Numbers ending with period symbol . end up in the abbreviation list and cause false positives. They could be removed, but there are other considerations.

Example of issue in iswiki:

['Greint var frá fyrstu tilfellum sjúkdómsins á þessu tímabili, í lok júlí. ', 'Curtis Cooper, prófessor í stærðfræði og tölvunarfræði við háskólann í miðhluta Missouri, hefur uppgötvað stærstu prímtöluna sem þekkist í dag þann 25. ', 'janúar.']

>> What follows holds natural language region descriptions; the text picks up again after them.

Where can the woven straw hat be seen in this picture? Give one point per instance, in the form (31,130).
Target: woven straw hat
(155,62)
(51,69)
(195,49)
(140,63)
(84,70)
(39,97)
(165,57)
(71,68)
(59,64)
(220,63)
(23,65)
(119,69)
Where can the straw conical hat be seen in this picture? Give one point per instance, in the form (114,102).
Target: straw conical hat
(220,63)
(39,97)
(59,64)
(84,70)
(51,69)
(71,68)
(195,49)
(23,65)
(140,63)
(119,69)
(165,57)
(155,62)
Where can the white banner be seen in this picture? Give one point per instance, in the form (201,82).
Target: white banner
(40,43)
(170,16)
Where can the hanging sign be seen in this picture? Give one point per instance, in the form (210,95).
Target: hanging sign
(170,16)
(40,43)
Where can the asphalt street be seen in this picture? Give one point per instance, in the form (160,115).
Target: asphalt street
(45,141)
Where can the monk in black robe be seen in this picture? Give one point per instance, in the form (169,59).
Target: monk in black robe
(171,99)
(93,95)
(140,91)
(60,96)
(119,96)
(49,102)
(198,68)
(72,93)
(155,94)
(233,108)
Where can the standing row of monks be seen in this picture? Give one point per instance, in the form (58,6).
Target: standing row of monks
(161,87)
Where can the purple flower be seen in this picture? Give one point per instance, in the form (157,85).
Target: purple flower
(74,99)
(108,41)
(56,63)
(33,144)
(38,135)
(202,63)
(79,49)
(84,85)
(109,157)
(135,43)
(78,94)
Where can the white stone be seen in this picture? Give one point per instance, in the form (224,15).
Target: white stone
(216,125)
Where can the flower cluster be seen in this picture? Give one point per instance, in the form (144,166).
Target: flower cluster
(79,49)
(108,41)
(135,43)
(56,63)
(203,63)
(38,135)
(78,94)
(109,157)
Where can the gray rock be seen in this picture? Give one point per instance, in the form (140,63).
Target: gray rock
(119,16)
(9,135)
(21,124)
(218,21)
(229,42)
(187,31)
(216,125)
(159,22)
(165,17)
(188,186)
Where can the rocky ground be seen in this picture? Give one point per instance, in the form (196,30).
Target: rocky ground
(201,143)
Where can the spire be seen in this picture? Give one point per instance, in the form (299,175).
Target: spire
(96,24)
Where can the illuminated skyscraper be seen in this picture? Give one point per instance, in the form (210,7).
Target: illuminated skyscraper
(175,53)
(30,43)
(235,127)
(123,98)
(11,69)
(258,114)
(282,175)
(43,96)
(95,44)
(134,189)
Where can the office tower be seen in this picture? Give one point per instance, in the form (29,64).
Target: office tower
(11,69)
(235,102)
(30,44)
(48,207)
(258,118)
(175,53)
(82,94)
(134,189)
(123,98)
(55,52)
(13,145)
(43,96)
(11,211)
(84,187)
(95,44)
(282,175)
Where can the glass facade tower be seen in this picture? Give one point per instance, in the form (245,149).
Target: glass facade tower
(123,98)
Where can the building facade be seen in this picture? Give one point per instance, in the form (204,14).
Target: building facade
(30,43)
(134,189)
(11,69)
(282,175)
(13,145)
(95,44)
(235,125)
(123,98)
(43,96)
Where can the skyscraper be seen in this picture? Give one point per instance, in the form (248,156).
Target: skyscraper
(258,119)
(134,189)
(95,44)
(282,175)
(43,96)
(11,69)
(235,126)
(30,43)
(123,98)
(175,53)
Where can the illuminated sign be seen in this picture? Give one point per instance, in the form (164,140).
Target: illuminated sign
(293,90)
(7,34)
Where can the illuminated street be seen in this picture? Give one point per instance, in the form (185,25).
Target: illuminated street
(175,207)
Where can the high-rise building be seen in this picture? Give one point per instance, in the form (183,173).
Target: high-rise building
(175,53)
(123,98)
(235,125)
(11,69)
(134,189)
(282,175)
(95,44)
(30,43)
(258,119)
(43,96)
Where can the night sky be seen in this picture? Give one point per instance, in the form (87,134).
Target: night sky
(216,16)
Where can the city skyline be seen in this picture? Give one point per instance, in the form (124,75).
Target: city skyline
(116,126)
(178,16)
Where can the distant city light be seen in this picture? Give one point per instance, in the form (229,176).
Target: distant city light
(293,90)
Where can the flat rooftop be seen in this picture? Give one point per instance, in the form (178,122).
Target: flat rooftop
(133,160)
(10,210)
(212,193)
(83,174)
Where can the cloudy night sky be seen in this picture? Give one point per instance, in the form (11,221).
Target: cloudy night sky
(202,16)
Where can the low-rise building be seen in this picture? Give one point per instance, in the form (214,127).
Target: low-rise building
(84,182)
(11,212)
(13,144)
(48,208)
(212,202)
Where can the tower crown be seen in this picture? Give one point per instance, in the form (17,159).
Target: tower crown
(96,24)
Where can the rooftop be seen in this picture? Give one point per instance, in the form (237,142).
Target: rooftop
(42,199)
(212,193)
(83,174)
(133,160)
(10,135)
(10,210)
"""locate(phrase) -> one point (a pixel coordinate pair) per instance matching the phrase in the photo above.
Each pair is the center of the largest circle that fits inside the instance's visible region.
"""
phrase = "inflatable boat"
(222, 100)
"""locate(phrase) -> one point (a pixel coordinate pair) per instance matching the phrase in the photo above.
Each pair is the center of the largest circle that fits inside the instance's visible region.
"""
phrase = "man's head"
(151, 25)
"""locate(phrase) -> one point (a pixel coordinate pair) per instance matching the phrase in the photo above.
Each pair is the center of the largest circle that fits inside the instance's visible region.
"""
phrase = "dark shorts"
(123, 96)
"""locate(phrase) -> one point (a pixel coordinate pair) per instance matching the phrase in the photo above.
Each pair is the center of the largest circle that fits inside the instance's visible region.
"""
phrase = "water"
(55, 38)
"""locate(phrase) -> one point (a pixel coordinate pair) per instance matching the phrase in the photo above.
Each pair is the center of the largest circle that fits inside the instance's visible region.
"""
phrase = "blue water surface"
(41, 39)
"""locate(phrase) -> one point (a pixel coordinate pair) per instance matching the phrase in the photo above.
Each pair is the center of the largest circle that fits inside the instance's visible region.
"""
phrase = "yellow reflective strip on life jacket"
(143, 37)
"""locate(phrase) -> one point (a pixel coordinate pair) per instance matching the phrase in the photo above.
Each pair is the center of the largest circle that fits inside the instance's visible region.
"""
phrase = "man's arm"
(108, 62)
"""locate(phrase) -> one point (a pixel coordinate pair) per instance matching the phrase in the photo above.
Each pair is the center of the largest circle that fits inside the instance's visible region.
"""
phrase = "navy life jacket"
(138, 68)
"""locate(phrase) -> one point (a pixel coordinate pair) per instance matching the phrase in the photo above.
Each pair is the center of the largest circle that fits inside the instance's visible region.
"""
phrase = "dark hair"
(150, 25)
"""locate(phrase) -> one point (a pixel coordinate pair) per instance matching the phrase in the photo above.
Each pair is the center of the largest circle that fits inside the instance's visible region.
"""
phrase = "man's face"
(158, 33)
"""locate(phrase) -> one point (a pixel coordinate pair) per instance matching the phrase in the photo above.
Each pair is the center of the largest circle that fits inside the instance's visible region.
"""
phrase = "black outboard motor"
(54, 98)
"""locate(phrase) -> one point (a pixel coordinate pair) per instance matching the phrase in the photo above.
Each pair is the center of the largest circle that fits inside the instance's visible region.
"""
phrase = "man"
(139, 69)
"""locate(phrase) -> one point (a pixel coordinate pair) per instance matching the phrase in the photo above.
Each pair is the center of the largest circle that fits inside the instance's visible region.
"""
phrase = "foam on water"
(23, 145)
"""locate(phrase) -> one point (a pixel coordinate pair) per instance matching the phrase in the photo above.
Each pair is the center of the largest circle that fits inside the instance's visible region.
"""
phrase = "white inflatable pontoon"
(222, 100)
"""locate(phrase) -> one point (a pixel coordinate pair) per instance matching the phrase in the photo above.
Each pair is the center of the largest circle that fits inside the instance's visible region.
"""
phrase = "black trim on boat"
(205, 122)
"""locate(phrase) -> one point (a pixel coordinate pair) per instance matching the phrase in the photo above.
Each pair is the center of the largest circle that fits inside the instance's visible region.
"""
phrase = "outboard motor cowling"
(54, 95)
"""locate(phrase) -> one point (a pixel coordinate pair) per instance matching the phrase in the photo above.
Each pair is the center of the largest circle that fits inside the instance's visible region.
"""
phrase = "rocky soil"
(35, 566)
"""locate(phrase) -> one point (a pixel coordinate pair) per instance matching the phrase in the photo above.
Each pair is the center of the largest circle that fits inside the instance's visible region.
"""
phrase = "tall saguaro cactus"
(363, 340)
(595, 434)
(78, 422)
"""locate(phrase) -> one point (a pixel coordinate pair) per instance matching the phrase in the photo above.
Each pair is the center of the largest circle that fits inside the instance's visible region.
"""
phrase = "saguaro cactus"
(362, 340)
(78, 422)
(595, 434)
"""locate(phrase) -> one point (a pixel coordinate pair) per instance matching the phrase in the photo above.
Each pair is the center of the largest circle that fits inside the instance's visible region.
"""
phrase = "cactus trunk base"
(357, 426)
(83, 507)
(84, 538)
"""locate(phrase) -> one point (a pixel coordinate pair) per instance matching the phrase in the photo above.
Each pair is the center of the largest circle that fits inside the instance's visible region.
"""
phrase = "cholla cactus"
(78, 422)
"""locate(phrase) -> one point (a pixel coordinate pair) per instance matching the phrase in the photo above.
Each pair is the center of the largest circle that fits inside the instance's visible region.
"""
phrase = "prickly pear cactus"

Notice the split here: '...dag þann 25. ', 'janúar.'

Isaac:

I feel there are probably legitimate sentences that end of numbers -- e.g., "In 2023, he turned 33."

Martin Gerlach:

numbers such as 25. are tricky. in some languages those should actually be part of abbreviations. for example, in german, we write "25th" as "25." (e.g. as part of a date) and thus should not be split.

From Isaac

yeah, might need a language-specific rule here for whether this is allowed. But also I'm realzing my example sentence would be even more typical if it said something like "...in 2023." -- i.e. years end sentences quite commonly as a reason we can't just rule out periods after numbers. But maybe some middle ground we can find.